More than that motor sports itself was forever changed by Neubauer. His pit crews were drilled in pit stop procedures until they could change all four tyres and replenish vital liquid levels (including the driver's) at unheard of levels of speed and precision. Neubauer assigned personnel into teams to specifically look after one car and driver, just as F1 still does to this day, and he ensured that any eventuality, however small or unlikely, was prepared for. Neubauer is considered the true inventor of pit-stop strategy and driver to pit communications. He was famous for his lightning-fast appreciation of changing race situations and ability to give any necessary orders to his technicians and assistants in seconds, and to his drivers while they continued to race on the circuit. His many innovations continue on to this day and cooperation between drivers and team plays a more central role in motor racing today than ever before.
Described by Stirling Moss as,
“a man lost without racing, bluff yet sentimental, a bully when he needed to be, but always one devoted to his drivers – indeed, to all racing drivers”,
Neubauer was one of the giants who walked among us, a legend, a most singular man who combined old Austrian charm with the energetic coarseness of a Prussian sergeant.
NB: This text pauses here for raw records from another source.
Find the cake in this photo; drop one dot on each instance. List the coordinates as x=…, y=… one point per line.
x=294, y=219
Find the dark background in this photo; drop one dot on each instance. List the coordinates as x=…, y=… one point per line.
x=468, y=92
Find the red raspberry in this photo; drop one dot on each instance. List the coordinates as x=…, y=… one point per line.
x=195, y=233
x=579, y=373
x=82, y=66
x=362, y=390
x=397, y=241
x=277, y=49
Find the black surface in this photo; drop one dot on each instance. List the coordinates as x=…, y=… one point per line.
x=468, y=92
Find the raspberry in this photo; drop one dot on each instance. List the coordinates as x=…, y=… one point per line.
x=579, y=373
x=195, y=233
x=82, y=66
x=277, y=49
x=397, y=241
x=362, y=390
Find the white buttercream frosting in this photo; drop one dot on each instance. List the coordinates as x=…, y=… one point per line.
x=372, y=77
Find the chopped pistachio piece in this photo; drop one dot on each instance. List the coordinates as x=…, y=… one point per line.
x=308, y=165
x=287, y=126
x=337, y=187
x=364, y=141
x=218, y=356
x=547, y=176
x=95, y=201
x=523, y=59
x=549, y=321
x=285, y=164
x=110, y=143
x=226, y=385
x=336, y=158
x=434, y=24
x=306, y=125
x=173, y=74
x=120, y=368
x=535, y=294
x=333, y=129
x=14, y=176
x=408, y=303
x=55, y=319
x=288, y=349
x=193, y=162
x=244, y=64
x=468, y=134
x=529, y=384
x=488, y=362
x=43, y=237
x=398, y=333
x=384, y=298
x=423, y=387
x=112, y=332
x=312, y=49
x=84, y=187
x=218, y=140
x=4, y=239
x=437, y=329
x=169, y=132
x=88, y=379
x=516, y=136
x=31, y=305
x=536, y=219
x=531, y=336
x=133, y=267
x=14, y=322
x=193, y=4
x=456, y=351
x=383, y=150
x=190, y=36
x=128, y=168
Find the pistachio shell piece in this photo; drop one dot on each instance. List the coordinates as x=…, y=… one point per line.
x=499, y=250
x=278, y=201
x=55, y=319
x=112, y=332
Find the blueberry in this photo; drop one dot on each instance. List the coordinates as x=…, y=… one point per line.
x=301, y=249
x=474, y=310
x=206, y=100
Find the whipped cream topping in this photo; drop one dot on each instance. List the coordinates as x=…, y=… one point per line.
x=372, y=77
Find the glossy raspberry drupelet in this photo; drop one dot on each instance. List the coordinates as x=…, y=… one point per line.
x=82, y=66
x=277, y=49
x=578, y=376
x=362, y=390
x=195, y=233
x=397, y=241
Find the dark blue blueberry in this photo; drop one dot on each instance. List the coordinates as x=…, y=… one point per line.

As Stirling Moss goes on to say :-
"He was an amazing character, who could have anybody snapping to attention if necessary, but would also show great thought and understanding, in relaxed moments he could have us all rolling about with laughter."
He led Mercedes in it's great successes to date, winning the Mille Miglia (1931, 1955), the Targa Florio (1955), six European and Grand Prix Championships (1935, 1937, 1938, 1954, 1955), along with wins at Le Mans (1952) and La Carrera Panamericana (1952).
So in future when you see a Skoda, Tatra, Sascha or Jawa, remember Alfred Neubauer and that the Czeck Republic has done an awful lot for the cause of motoring and motor sports.